Они стояли неподвижно, устремившись всем телом вперед, как путники пустыни перед нечаянным колодцем. Потом Курт схватил Андрея за руки, притянул его к себе порывистым, торопливым движением, заглянул ему в глаза – точно хотел перелить в Андрея весь восторг, и они поцеловались.

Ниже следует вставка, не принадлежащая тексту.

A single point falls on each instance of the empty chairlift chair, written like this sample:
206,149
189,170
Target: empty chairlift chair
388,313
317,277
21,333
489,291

– Навсегда! – проговорил Андрей.
– Навсегда!
Взявшись за руки, они вдруг разразились долгим бессловесным криком и побежали вниз, в город.
Был вечер.
Спускаясь по лестнице со своих мансард, Курт встретил офицера. Офицер был молод, подвижен, и в выправке его сквозила непринужденность. Он взял под козырек:
– Не можете ли сказать, где живет господин художник Ван?
– Чем могу служить?
Офицер поднялся ступенькой выше, стал лицом к лицу с Куртом, улыбнулся, почти воскликнул:
– Ах, так это вы сами! Я узнал вас по автопортрету – помните, такой маленький карандашный рисунок?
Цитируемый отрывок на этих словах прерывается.